UPDATE: Wednesday, Nov. 15, 2017 at 10:05 p.m. EST: The Jester, a prominent hacker, has reached out to International Business Times to say that he was not responsible for the hijack of a North Korean radio station. His tweet was meant to point out that someone had taken hold of the station to play the “The Final Countdown” by the band Europe. The original story now reflects that.

Original story:

A famous hacker who goes by the name “The Jester” pointed out on Twitter that it appears as if someone hijacked a North Korean radio station to play “The Final Countdown” by Swedish rock band Europe last week.

The song appears to have played on a shortwave 50-kilowatt radio station in the city of Kanggye. The station is located near North Korea’s border with China and broadcasts at 6400kHz which is between AM and FM radio. He posted an alleged recording of the one-hit wonder coming across a crackly radio.

Strategic Sentinel, a Washington D.C.-based intelligence firm has said that the station has broadcast encrypted messages — and noted that that the cryptic broadcasts usually come before weapons tests.
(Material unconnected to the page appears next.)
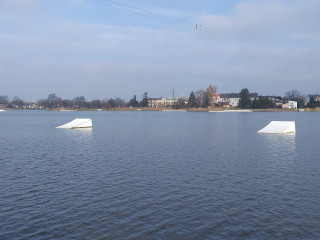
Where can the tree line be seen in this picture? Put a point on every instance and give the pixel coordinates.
(80, 102)
(198, 99)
The hacker’s identity is unknown, but he has been associated with several high-level hacks and pranks. The Jester claimed credit for splashing a warning across the front page of a website that is Russia’s version of the State Department last year, according to CNN.

“Comrades! We interrupt regular scheduled Russian Foreign Affairs Website programming to bring you the following important message,” he wrote. “Knock it off. You may be able to push around nations around you, but this is America. Nobody is impressed.”

Taking advantage of a vulnerability in the Russian site, he made it appear as if he hacked the site but didn't. The stunt fooled the Russian government and several news sites like CNN and Fox News.

The Jester has also taken credit for hacks against WikiLeaks and radical jihadist websites.

The Jester calls himself “a patriotic hacker” and claimed in a 2012 interview with a University of Southern Maine class that he was a U.S. veteran. The Jester said he doesn't work with the U.S. government in his hacks. The hacker’s logo also made an easter egg appearance in the show “Mr. Robot.”